# The Monarchies of God by Paul Kearney



## Werthead (Sep 1, 2010)

*Book 1: Hawkwood and the Kings*

(containing _Hawkwood's Voyage_ and _The Heretic Kings_)



> The continent of Normannia is dominated by the five great Monarchies of God, five kingdoms and myriad duchies and principalities united in the worship of the Word of God as revealed by the holy messenger, Saint Ramusio. But now, five centuries after Ramusio's passing, that union is fracturing. The Merduks of the east have taken the Holy City of Aekir and put it to the sword and the flame. The Kingdom of Torunna stands open to their armies, with only a scant defence being mounted at the fortress of Ormann Dyke. But rather than reinforce Torunna, the Church is instead sending its Knights Militant into the other kingdoms, determined to root out heretics and burn them at the stake.
> 
> In Hebrion King Abeleyn, determined to reassert the secular rule of kings over that of the Church, sets his will against that of Prelate Himerius, who is determined to continue the burnings of heretics, magic-users and shapeshifters. As part of these intrigues, Abeleyn authorises his cousin Lord Murad to outfit an expedition across the Great Western Ocean in search of a new landmass rumoured to exist there. Captain Richard Hawkwood is commissioned to lead this expedition, but once to sea it becomes clear that someone, or something, is determined to see it fail. For his part, with the Fall of Aekir and the apparent death of the High Pontiff, Himerius is determined to rise to high office and see the entire continent ordered to his design.
> 
> ...


----------



## chopper (Sep 1, 2010)

and so say all of us.

just got mine today, and looking forward to it.


----------



## Werthead (Sep 9, 2010)

*Book 2: Century of the Soldier*

(containing _The Iron Wars_, _The Second Empire_ and _Ships From the West_)
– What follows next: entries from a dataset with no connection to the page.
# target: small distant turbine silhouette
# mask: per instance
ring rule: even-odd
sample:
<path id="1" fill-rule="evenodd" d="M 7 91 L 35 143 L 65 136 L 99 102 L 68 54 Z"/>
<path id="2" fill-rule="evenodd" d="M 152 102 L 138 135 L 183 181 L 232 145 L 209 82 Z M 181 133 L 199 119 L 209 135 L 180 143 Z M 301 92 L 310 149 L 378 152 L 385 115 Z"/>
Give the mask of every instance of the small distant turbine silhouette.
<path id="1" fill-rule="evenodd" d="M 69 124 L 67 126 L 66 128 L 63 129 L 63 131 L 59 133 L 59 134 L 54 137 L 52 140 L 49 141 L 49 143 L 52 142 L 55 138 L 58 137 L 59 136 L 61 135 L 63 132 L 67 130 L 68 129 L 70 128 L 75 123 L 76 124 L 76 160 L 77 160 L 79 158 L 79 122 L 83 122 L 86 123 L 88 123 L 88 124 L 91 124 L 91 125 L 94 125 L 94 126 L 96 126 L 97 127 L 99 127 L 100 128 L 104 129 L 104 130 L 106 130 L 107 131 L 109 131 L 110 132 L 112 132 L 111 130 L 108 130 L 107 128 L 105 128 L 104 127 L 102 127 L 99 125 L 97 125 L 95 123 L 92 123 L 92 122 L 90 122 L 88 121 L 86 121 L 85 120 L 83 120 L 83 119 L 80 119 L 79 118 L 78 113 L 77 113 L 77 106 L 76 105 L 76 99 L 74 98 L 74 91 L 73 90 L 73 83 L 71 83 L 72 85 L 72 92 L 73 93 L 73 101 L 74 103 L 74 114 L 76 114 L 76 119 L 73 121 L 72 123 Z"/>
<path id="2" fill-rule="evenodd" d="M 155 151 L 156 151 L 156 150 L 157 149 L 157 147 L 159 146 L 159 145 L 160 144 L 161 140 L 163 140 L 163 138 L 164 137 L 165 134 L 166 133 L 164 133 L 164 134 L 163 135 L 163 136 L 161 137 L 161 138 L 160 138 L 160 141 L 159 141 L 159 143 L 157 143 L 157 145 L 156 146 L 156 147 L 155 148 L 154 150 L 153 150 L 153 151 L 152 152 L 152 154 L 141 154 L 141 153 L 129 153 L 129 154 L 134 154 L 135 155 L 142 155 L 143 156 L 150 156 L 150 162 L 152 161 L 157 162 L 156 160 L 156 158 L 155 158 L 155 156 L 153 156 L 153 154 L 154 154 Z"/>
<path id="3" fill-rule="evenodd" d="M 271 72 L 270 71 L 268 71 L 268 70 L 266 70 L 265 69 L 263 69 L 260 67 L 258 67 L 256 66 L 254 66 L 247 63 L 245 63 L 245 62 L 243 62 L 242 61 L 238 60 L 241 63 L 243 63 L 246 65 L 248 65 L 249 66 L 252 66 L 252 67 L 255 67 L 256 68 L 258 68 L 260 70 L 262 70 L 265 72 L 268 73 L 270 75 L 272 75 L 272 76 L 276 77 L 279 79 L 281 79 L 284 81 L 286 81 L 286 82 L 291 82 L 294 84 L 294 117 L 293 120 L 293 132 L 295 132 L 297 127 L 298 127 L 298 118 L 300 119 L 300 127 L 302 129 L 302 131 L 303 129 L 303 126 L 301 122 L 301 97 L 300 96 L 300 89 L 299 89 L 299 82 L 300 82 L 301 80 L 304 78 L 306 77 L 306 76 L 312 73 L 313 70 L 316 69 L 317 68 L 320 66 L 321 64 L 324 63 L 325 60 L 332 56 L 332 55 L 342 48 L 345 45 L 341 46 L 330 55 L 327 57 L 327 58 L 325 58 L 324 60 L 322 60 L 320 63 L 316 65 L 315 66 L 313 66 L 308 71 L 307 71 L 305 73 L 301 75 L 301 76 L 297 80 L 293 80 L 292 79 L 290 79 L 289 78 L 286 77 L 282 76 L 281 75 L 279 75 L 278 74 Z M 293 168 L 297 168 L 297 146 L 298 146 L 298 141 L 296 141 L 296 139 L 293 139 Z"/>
> A great clash of civilisations is underway. From the east and north come the Merduks of Ostrabar, having overthrown the Holy City of Aekir and now prosecuting the invasion of Torunna. Stymied before the guns of Ormann Dyke, the Merduks have now outflanked the fortress through a seaborne invasion and threaten to destroy its defenders from the rear. From the west an army of the Fimbrian Republic marches to Torunna's relief, but the ultimate fate of the kingdom rests in the hands of a lowly cavalry colonel and his ragtag troops.
> 
> The heretic kings Abeleyn of Hebrion and Mark of Astarac have regained their thrones and thrown back the forces of the Himerian Church, but a greater danger is now unveiled as a single ragged ship flees out of the Great Western Ocean, bearing stories of madness and death in a new and untamed land.
> 
> ...


----------